This might irritate some, but it shouldn’t. In reality it is all about reminding a people where they have come from, what their history is and how it has unfolded. It reminds them how it has given them the stable, even if imperfect, political system they – and much of the world – benefits from today.
Back Story, courtesy of the New York Times:
Queen Elizabeth II will announce Prime Minister David Cameron’s legislative program for the next year at the state opening of Parliament in London today.
Hours before her arrival, the royal bodyguards perform a ceremonial search of the basement of the Palace of Westminster, where the two houses of Parliament meet.
It’s a throwback to the discovery of the Gunpowder Plot in 1605, when Guy Fawkes tried to murder England’s king and its ruling classes by blowing up the House of Lords.
Led by parading soldiers, the Queen arrives in a gilded carriage drawn by four Windsor Greys and guarded by coachmen who are still called bargemen because the monarch used to come by river.
Members of Parliament are ceremonially summoned to the House of Lords by her representative, known as the Gentleman Usher of the Black Rod.
In one of the more colorful rituals, he approaches the doors of the House of Commons, only to have it slammed in his face.
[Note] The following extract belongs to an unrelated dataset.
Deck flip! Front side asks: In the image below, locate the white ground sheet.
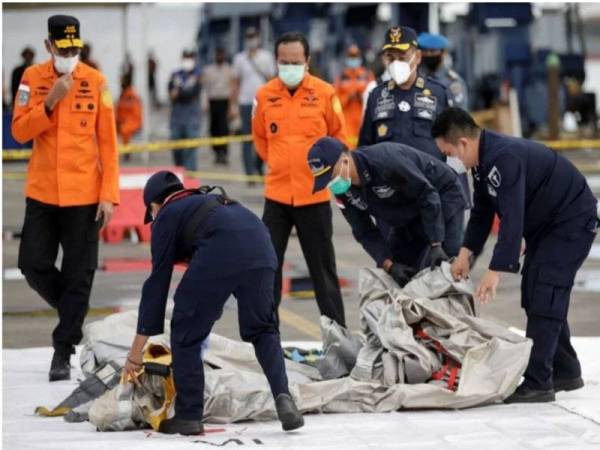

The custom dates to the English Civil War and symbolizes Parliament’s independence from the crown.
Only after knocking three times with his ebony stick is he let into the chamber, where he announces, “The Queen commands this honorable house to attend her majesty immediately.”
Everyone then heads to the House of Lords, where the Queen recites the speech from her throne and wearing her diamond-encrusted Imperial State Crown.